Israeli Finance Minister Moshe Kahlon, April 19, 2017.Credit: Ofer Vaknin

In his first official visit to Washington, Finance Minister Moshe Kahlon met with his U.S. counterpart Steven Mnuchin to discuss tax issues and other matters as the Trump administration is seeking big cuts in U.S. rates.

“The Israeli economy is deeply connected to the American economy,” Kahlon said in a statement. “We are closely monitoring the expected tax reform in the U.S. and its impact on the Israeli economy, and if necessary we will make the necessary adjustments.”

The White House has been seeking to cut the U.S. corporate tax rate to 15%, down from the current 35%, although more recently officials have talked about a more modest reduction to 20%. Either way, it would put the U.S. figure well below Israel’s, which dropped to 24% this year and will fall to 23% in 2018.

The two, who scheduled to meet again in September, agreed to form a joint negotiating team to examine the implications of amending the Israel-U.S. double-taxation treaty. The changes aim to adjust the withholding tax rates and improve the tax rights of investors in both countries, remove investment barriers and improve the investment environment in Israel.

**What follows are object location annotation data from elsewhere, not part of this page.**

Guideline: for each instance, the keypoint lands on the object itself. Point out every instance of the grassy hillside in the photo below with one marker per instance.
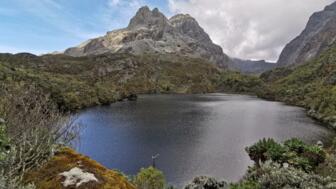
(77, 82)
(312, 86)
(48, 176)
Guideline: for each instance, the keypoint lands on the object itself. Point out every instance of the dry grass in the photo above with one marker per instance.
(47, 177)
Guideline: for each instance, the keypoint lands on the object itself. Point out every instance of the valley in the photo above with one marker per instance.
(161, 85)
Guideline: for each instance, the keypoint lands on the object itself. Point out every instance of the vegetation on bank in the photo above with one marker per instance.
(312, 86)
(78, 82)
(69, 83)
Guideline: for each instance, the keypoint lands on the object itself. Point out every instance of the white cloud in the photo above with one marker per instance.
(118, 12)
(251, 29)
(9, 49)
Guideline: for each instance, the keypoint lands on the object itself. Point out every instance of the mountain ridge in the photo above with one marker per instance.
(318, 35)
(150, 31)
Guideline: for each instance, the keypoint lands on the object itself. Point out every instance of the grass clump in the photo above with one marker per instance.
(150, 178)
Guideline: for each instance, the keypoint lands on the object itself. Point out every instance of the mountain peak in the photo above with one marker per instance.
(147, 18)
(149, 31)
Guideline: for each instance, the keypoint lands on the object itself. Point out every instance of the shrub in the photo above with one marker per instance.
(34, 128)
(150, 178)
(295, 145)
(294, 152)
(246, 184)
(266, 149)
(273, 175)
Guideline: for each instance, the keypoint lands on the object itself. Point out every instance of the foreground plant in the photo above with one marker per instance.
(293, 152)
(150, 178)
(32, 130)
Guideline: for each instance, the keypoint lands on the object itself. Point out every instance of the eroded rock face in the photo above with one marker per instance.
(149, 31)
(318, 35)
(204, 182)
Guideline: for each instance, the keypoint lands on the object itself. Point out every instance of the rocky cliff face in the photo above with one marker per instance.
(149, 31)
(318, 35)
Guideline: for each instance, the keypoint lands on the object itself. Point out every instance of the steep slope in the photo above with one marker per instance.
(311, 85)
(319, 33)
(49, 175)
(149, 31)
(77, 82)
(250, 66)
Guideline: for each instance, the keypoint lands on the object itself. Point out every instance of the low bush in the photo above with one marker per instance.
(150, 178)
(293, 152)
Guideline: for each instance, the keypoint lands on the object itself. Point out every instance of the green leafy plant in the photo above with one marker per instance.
(266, 149)
(150, 178)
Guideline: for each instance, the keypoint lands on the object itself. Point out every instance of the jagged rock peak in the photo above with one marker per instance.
(181, 17)
(150, 31)
(147, 18)
(318, 35)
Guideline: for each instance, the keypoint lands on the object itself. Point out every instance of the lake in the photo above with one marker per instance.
(193, 134)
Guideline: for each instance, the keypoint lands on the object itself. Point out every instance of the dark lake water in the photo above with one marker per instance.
(194, 134)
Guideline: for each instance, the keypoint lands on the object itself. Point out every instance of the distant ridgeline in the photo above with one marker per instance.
(159, 55)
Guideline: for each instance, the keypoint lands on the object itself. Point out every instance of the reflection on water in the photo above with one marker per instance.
(194, 134)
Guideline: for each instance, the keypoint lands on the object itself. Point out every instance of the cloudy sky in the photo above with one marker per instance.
(249, 29)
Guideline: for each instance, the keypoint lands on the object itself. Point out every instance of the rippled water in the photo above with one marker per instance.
(194, 134)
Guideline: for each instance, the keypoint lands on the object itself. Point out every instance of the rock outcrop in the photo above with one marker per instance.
(149, 31)
(318, 35)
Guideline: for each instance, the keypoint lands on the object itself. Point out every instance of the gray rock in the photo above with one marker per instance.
(204, 182)
(149, 31)
(318, 35)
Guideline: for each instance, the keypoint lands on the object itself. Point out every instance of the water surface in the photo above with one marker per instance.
(194, 134)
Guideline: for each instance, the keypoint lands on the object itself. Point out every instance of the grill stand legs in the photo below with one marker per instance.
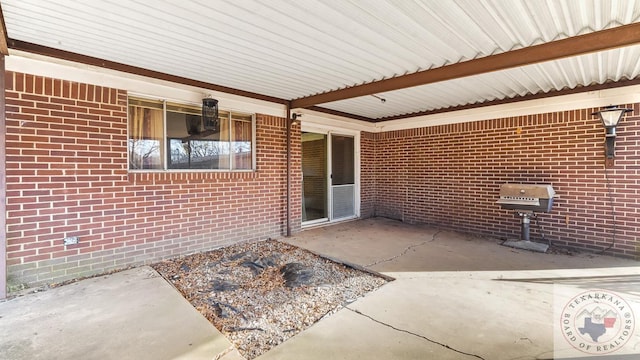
(524, 242)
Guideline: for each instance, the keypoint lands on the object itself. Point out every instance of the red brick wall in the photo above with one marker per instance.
(450, 176)
(67, 176)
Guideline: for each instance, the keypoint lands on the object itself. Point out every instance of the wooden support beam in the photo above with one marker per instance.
(4, 49)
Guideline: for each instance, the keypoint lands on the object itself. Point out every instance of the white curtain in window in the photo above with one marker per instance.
(145, 138)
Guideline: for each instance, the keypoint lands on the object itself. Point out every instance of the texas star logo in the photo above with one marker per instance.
(597, 322)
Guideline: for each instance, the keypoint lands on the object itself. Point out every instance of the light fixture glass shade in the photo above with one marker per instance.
(611, 115)
(210, 115)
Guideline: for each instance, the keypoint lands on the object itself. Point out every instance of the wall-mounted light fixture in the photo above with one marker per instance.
(210, 115)
(610, 116)
(295, 117)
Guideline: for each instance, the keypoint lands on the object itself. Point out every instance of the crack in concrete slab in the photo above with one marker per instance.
(405, 251)
(414, 334)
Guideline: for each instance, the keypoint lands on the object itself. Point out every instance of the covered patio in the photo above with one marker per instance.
(455, 296)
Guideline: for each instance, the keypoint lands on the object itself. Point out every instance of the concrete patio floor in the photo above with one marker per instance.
(455, 297)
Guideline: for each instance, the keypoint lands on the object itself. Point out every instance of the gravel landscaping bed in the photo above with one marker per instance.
(260, 294)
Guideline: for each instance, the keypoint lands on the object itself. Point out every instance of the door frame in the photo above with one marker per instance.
(329, 131)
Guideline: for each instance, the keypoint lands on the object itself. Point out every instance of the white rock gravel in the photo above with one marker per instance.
(243, 292)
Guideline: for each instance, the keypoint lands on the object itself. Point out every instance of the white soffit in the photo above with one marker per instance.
(292, 49)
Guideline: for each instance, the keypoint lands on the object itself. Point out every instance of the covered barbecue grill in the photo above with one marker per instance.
(526, 200)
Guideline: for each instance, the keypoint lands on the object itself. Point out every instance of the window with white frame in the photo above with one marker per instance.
(169, 136)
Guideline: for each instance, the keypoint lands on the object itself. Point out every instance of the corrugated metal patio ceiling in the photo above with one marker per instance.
(296, 49)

Kahlon asked Mnuchin to press the Palestinian Authority to enforce global rules for fighting money laundering and terror finance. For his part, Kahlon said he would urge the International Monetary Fund to complete its audit of the PA’s policies by next year.

On Monday the IMF said the evaluation by its Middle East and North Africa Financial Action Task Force would only be ready in 2020.

Resolving the issue of money laundering and terror finance is critical because Israeli banks could risk U.S. sanctions if they work with Palestinian institutions.

The two also agreed to form two joint committees. One will examine the Trump White House drive now to trim regulations via its “one in, two out” policy of eliminating two regulations for every new one introduced.

Another will look into public-private partnerships for developing infrastructure, a policy both countries are pursing as they try to catch up on years of underinvestment in roads and other facilities.